Kwartir Cabang Gerakan Pramuka Banyumas menerjunkan tim penilai Lomba Kwartir Ranting Tergiat (LKT) 2026 ke Sanggar Bhakti Pramuka Kwartir Ranting Tambak pada Sabtu, 8 Agustus 2026, guna memperkuat kebersamaan dan kekompakan seluruh unsur kepramukaan dari tingkat ranting hingga gugus depan. Kegiatan penilaian ini dihadiri oleh Pimpinan Kwarcab Banyumas Endah Sulistyawati, Ketua Tim Penilai Rahita Utama, serta perwakilan Pengurus Mabiran, Mabisa, Kwarran, Mabigus, Pembina, dan Dewan Kerja Ranting Tambak. LKT 2026 difungsikan sebagai wadah pembinaan sekaligus perbandingan capaian kinerja antar wilayah di Kabupaten Banyumas. Melalui integrasi seluruh elemen, Gerakan Pramuka diharapkan mampu melesat lebih cepat dalam menjalankan fungsi pendidikan karakter.
Dalam pengarahannya di hadapan jajaran pengurus Kwarran Tambak, perwakilan Kwartir Cabang Banyumas menjelaskan tiga poin penting pelaksanaan LKT 2026. Selain sebagai sarana silaturahmi rutin, penilaian ini difokuskan untuk melihat ketercapaian program kerja sepanjang tahun 2026 secara akurat. Pengolahan data hasil penilaian akan memperlihatkan posisi Kwarran Tambak di antara 27 kwartir ranting lainnya di wilayah Banyumas.

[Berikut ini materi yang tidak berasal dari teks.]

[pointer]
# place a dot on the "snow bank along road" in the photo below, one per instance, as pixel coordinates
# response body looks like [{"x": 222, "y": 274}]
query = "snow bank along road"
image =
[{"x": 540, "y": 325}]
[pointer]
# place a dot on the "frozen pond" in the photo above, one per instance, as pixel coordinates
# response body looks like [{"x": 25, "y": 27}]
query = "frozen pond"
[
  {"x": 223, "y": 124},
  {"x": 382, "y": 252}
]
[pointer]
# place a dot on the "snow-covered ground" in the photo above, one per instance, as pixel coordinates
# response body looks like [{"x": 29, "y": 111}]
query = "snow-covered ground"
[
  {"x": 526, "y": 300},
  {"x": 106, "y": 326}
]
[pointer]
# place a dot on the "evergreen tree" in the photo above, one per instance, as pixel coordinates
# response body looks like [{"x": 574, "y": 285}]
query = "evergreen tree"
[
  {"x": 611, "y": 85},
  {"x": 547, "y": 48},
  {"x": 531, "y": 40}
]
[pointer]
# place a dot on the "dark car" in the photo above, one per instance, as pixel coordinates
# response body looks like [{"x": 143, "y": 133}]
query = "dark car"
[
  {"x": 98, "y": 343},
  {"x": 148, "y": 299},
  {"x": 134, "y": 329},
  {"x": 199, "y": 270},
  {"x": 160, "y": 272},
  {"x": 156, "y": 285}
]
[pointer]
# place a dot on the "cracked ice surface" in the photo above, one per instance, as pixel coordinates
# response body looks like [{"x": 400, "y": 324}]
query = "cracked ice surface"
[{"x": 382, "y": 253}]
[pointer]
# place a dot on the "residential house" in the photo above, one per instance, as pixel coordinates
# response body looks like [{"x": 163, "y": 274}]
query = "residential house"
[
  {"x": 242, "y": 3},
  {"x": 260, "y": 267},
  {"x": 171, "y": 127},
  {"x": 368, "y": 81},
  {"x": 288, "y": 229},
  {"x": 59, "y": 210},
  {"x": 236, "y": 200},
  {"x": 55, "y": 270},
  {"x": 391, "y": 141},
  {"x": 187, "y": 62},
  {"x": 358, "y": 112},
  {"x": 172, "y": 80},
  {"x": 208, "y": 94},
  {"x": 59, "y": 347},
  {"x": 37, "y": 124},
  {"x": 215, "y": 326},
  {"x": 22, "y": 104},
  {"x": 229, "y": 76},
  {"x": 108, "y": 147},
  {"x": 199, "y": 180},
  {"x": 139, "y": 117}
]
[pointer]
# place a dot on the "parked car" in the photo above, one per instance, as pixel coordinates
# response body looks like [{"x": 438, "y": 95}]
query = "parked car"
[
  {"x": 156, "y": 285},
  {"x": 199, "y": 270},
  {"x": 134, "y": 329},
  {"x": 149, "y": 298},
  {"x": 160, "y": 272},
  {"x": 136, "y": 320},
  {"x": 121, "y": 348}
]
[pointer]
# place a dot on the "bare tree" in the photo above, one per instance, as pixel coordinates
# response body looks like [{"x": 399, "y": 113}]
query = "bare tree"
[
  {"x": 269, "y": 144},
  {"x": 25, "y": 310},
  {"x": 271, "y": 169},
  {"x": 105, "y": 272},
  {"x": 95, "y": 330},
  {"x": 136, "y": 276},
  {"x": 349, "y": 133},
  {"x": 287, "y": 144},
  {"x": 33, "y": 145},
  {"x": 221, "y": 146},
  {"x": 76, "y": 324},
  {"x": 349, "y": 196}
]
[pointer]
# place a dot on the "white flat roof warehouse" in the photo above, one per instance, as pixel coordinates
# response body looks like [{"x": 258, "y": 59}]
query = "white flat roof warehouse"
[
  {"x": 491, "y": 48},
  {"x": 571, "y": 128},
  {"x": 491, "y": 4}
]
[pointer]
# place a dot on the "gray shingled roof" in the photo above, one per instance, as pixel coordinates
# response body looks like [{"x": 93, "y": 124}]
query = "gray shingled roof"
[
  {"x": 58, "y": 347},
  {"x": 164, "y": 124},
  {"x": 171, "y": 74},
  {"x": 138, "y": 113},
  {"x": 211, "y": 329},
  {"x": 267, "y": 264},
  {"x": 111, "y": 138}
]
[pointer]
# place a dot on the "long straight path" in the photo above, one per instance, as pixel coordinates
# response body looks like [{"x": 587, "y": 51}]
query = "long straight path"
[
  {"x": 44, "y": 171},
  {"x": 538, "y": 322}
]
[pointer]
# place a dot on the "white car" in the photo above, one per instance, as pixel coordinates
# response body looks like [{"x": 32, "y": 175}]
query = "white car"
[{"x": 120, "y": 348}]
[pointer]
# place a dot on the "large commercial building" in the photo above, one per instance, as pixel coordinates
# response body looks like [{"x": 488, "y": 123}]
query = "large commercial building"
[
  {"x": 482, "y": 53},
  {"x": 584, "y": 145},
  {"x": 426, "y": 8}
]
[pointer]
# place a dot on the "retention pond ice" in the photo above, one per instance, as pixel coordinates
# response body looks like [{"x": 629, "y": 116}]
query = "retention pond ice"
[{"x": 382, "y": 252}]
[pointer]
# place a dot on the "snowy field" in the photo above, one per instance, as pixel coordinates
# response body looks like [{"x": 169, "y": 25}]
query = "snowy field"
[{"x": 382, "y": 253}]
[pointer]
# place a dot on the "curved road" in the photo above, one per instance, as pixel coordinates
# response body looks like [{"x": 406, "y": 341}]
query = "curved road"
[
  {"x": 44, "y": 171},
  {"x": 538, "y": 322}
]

“Penilaian LKT adalah salah satu bentuk evaluasi dalam pengelolaan Kwarran, yang nantinya Tim akan mengolah hasilnya untuk dipersandingkan serta diperbandingkan dengan 27 Kwarran. Namun penilaian ini hendaknya dapat dijadikan pengalaman untuk mawas diri dan berbenah,” jelas perwakilan Kwarcab Banyumas di sela-sela acara.
Pihak Kwartir Cabang juga menekankan bahwa keberhasilan pengelolaan pramuka di tingkat ranting sangat bergantung pada soliditas antar instansi pendukung. Dengan adanya penilaian ini, kerja sama antara Mabiran, Kwarran, dan Mabigus diharapkan semakin erat dan berkesinambungan.
“Dengan adanya LKT ini mudah-mudahan kebersamaan dan kekompakan semua unsur dari Mabiran, Kwarran, dan Mabigus atau Gudep dapat terus terjaga, sehingga Gerakan Pramuka akan semakin maju dan melesat,” tambah perwakilan Kwarcab Banyumas dalam penjelasannya.
Proses penilaian berlangsung tertib dan lancar dengan melibatkan delapan penilai profesional yang memeriksa bidang Binamuda, Keuangan, Orgakum, Binawasa, Binsat, Humas, Abdimas, dan DKR. Pengurus Kwarran Tambak secara proaktif menunjukkan bukti fisik pelaksanaan program serta berdiskusi langsung mengenai kendala operasional di lapangan.
Seluruh rangkaian penilaian ditutup dengan penyampaian kesan dan pesan dari Ketua Tim Penilai Rahita Utama yang memberikan apresiasi atas persiapan Kwarran Tambak. Acara dilanjutkan dengan pelepasan tim penilai oleh Ketua Kwarran Tambak dalam suasana hangat penuh kekeluargaan.